Si intravede però una grande speranza proveniente dai movimenti di giovani e donne che non stanno più zitti rispetto al passato e cercano di rivendicare la loro dignità e il loro ruolo attivo nella ricostruzione democratica del paese. Cosa sta succedendo?
In Nigeria, lo scorso ottobre, ci sono state proteste molto vivaci da parte dei giovani che anche se represse sono uscite fuori molto forti; i giovani in Uganda che preparano le prossime elezioni del 14 gennaio stanno concentrando il loro entusiasmo intorno al candidato giovane Bobi Wine alla presidenza, in un paese in cui il presidente è lo stesso dal 1986; in Ciad i giovani hanno costituito il gruppo politico “I trasformatori” che si riunisce intorno a un giovane molto capace, Succes Massra, che l’anno prossimo si presenta come candidato alle presidenziali contro il dittatore al potere che è lì da oltre 30 anni.

E ancora: in Algeria, i giovani hanno fondato il movimento non violento Hirak che chiede un cambio strutturale al potere, gli stessi lo scorso anno sono riusciti in una rivoluzione in Sudan che ha portato alla partenza del presidente al potere da oltre 30 anni. A questi si affiancano movimenti di donne che sempre più spesso si uniscono e dicono basta alla violenza contro di loro, notevolmente aumentata durante la pandemia del Covid.

Nigrizia sta preparando un dossier sul lavoro schiavo degli oltre 180mila braccianti africani che lavorano nelle nostre campagne in Italia, sottopagati e senza tutele. Cosa ne pensa dell’eterno slogan “Aiutateli a casa loro”?
Le persone straniere contribuiscono al 10% del Pil nazionale, nonostante la loro presenza sia intorno al 9% in termini numerici. Sono dati che dovrebbero farci riflettere. Lo slogan “Aiutateli a casa loro” è frutto di un linguaggio per populisti che non è degno della verità del caso.

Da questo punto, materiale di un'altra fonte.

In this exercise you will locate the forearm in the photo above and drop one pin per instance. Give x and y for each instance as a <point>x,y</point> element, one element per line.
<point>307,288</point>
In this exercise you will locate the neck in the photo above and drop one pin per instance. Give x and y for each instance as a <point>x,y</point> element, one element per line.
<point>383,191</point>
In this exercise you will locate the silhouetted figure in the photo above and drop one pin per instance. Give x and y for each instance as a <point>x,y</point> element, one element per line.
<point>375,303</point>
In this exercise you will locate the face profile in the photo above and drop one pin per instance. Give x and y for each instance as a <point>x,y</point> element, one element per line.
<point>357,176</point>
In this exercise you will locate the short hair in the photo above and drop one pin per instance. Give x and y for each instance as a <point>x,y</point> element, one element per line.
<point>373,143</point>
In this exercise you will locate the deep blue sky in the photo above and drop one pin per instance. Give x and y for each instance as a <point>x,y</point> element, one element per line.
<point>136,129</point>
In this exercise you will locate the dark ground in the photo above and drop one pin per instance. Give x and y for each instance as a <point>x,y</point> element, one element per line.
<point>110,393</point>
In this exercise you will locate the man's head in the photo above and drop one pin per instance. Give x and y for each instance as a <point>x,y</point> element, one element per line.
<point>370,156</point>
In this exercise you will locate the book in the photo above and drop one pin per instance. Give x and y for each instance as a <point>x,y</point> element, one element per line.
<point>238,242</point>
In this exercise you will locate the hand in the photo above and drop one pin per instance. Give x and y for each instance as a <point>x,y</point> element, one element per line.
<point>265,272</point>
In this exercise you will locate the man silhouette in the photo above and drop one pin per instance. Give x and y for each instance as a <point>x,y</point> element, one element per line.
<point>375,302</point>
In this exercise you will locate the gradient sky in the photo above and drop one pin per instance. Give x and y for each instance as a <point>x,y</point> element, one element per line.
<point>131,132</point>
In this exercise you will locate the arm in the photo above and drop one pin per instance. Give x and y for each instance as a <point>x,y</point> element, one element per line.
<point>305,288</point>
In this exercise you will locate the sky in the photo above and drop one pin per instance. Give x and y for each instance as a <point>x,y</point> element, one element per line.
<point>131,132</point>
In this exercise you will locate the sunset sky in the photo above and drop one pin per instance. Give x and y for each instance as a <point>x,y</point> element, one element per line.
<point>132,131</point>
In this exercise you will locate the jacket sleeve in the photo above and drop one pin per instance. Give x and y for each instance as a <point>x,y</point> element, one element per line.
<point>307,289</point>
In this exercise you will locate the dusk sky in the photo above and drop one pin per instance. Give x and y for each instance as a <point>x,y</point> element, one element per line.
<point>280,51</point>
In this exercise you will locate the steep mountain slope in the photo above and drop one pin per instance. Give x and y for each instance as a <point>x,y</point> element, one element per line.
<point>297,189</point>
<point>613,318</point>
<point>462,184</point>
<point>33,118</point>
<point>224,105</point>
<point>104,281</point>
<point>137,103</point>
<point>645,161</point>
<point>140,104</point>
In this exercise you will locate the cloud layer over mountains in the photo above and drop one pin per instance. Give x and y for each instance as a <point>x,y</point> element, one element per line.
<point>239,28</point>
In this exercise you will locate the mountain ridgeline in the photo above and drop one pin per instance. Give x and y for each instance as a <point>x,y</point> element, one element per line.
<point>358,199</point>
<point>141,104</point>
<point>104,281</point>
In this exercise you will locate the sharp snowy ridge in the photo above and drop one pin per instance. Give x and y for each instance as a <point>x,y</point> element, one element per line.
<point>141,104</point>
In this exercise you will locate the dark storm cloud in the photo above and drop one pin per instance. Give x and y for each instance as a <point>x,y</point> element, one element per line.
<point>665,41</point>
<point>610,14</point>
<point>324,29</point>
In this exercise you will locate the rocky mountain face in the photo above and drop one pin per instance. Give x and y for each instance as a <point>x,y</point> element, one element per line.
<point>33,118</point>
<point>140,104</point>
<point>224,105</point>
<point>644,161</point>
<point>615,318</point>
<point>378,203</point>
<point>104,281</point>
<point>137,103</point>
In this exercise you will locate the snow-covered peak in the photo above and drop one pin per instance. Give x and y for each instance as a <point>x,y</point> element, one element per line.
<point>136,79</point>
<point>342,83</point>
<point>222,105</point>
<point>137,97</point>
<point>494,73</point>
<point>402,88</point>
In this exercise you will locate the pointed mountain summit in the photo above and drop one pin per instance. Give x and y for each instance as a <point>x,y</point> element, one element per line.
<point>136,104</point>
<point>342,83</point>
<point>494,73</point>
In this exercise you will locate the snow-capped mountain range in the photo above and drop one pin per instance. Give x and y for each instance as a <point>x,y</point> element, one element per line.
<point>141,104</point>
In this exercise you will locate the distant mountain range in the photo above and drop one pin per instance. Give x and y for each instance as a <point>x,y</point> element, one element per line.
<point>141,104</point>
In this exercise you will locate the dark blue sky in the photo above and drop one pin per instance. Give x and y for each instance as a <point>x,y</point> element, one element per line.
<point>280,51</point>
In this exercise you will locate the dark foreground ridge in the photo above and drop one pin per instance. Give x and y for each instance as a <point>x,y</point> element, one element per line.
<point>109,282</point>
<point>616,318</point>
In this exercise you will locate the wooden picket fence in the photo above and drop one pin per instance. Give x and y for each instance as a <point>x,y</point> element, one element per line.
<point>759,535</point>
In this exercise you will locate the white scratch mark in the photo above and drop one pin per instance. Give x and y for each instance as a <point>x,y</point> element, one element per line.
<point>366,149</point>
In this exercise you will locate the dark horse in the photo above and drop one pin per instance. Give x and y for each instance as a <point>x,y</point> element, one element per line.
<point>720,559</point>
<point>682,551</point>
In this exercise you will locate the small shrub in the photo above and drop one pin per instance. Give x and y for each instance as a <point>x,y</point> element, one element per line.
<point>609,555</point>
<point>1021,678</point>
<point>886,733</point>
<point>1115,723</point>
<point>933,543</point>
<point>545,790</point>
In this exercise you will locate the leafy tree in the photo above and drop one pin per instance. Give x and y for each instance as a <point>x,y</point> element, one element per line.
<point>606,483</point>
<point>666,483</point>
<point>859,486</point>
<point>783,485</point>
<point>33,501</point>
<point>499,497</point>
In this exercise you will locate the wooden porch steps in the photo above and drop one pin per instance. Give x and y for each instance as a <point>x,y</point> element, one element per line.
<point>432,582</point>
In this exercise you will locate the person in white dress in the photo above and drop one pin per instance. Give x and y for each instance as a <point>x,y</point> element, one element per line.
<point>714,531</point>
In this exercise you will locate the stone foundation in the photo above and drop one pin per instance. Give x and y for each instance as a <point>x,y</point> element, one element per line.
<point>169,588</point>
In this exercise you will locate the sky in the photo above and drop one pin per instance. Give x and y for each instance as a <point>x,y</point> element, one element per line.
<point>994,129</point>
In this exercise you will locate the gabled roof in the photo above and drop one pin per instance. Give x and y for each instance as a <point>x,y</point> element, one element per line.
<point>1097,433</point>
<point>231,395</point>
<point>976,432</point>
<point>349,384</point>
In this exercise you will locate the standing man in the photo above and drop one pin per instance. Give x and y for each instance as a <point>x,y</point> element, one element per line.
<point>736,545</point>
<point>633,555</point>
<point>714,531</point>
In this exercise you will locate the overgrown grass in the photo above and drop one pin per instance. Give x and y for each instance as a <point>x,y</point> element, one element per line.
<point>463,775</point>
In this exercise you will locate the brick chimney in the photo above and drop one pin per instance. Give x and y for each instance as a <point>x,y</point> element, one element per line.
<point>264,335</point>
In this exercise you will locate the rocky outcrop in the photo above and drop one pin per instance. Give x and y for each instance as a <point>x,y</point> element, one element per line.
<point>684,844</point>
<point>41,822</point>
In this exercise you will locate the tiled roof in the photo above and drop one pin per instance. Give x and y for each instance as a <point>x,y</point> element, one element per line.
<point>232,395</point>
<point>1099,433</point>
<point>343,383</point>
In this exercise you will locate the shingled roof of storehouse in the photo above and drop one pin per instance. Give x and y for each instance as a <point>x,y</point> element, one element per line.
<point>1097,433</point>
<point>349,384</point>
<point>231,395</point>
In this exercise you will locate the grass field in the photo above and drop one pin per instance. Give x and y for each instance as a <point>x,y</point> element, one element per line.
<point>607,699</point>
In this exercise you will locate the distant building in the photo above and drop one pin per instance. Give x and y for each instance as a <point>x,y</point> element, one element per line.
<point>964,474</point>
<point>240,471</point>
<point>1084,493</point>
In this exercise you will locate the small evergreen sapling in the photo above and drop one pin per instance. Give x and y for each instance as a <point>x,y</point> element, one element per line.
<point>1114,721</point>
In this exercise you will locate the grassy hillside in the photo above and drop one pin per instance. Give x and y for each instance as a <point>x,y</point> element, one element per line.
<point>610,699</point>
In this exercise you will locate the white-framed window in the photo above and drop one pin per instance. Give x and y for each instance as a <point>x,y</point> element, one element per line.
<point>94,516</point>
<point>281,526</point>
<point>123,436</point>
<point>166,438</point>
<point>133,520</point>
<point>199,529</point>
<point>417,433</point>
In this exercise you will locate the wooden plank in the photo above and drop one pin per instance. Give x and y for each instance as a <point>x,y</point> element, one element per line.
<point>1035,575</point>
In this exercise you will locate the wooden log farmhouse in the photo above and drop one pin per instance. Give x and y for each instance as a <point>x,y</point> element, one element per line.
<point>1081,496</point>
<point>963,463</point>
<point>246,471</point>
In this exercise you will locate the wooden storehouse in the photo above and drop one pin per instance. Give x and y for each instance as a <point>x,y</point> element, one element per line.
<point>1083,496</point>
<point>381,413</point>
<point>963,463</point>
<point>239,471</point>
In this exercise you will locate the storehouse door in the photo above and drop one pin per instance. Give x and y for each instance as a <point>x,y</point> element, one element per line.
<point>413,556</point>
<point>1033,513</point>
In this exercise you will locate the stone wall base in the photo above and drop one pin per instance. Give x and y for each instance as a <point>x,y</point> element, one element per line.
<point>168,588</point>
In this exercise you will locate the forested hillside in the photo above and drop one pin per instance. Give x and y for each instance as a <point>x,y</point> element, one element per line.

Dovremmo piuttosto dire un’altra cosa: non massacriamoli a casa loro! E pensiamo anche agli accordi che come Paese continuiamo a fare: ad esempio, l’Italia è coinvolta nell’acquisto di un milione di ettari di terre, fenomeno di accaparramento sempre più forte, che include sempre più multinazionali italiane in questo processo di espropriare l’Africa delle sue ricchezze. Il continente africano non è povero: è impoverito. Nell’ombra, manovre molto silenziate tenute ai margini dell’informazione che ci dovrebbero far capire quale tipo di responsabilità abbiamo verso questi popoli che, poi, hanno tutto il diritto di migrare».